В тюрьме августейшие дети коротали время, декламируя Корнеля, играя в волан и мяч. Рукоделие, которым занималась королева, было конфисковано и сожжено, чтобы она не спрятала там письмо для тайной передачи заговорщикам. Что касается короля, то он был крайне удручен: его лишили привычных забав, богатства, придворных и даже возможности заниматься своими хитроумными замками, на которые он раньше тратил многие часы, и поэтому он особенно остро чувствовал обрушившиеся на него большие и малые оскорбления и обиды. Прежде при дворе существовали бесчисленные способы прославления короля, теперь, в тюрьме, — столь же многочисленные возможности унизить его. Все перевернулось в его жизни. Семью не оставляли в покое: представитель Коммуны все время находился рядом с ними, даже при самых сокровенных отправлениях. В центре внимания, например, было… очищение желудка королевы: понаблюдать за этой процедурой, сопровождаемой насмешками, одобрительными возгласами, заключением нелепых пари, собирались по сигналу все надзиратели.

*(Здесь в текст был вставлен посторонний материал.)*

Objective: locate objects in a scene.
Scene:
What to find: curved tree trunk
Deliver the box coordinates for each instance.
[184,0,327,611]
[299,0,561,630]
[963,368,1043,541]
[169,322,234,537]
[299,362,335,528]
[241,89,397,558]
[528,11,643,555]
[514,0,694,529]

Королева находила некоторое утешение в своей собачке, подаренной шведским посланником Акселем Ферсеном, ее любовником (один лишь король считал, что это подарок от госпожи де Гемене). Она также делала покупки: хотя тюремщиков и поощряли всячески унижать членов королевской семьи, об их судьбе все еще велись дискуссии, а Законодательное собрание выделило для обслуживания Капетов тринадцать человек, живших с ними в тюрьме, включая лакея и вышеупомянутого брадобрея. (Можете вообразить себе волнение, которое испытывал Асмодей, когда дважды в день касался острой бритвой пухлого подбородка короля!) Странным образом потакая прихоти королевы, Коммуна позволила ей заказать новый гардероб. Портниха зачастила в Тампль, швеи не жалели сил, чтобы обшить королеву, хотя все знали, что ее убьют. Месть королевы была сладка, вернее, благоуханна: она обременила Коммуну счетом на духи на сто тысяч франков.